Hours earlier, the entrance to Radio Ya, a pro-government station, was burned down, from which the government criticizes the demonstrators, calling them "vandals" and "coup leaders". The radio station was burned down according to a statement by the National Police for "delinquents", although the authorities did not give more details of what happened in the media. The fire could be extinguished in time, without any damage to equipment or personnel of the station.

The majority of the injured were treated in private hospitals, given the fear of the students to be transferred to public attention centers. Gerardo Morales, 24, died at the Baptist Hospital. At that medical center, dozens of injured people were treated on Monday night.

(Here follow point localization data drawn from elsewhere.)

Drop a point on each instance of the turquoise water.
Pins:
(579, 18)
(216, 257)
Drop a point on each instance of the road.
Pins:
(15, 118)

While Managua lived scenes of chaos, the Government announced that it was willing to resume negotiations to find a way out of the political crisis, which in addition to the dozens of deaths and hundreds of wounded, begins to hit the fragile Nicaraguan economy.

The government, however, asked the so-called Civic Alliance that participates in the negotiations - formed by students, representatives of civil society, businessmen and academics - to make a public call for the lifting of roadblocks that two weeks ago they remain in important points of Nicaragua. The negotiations were suspended last week, after the Executive's intransigence to discuss the reforms to recover the country's institutions. It remains to be seen how far the president is willing to yield, besieged by massive demonstrations demanding the end of eleven years of authoritarian rule.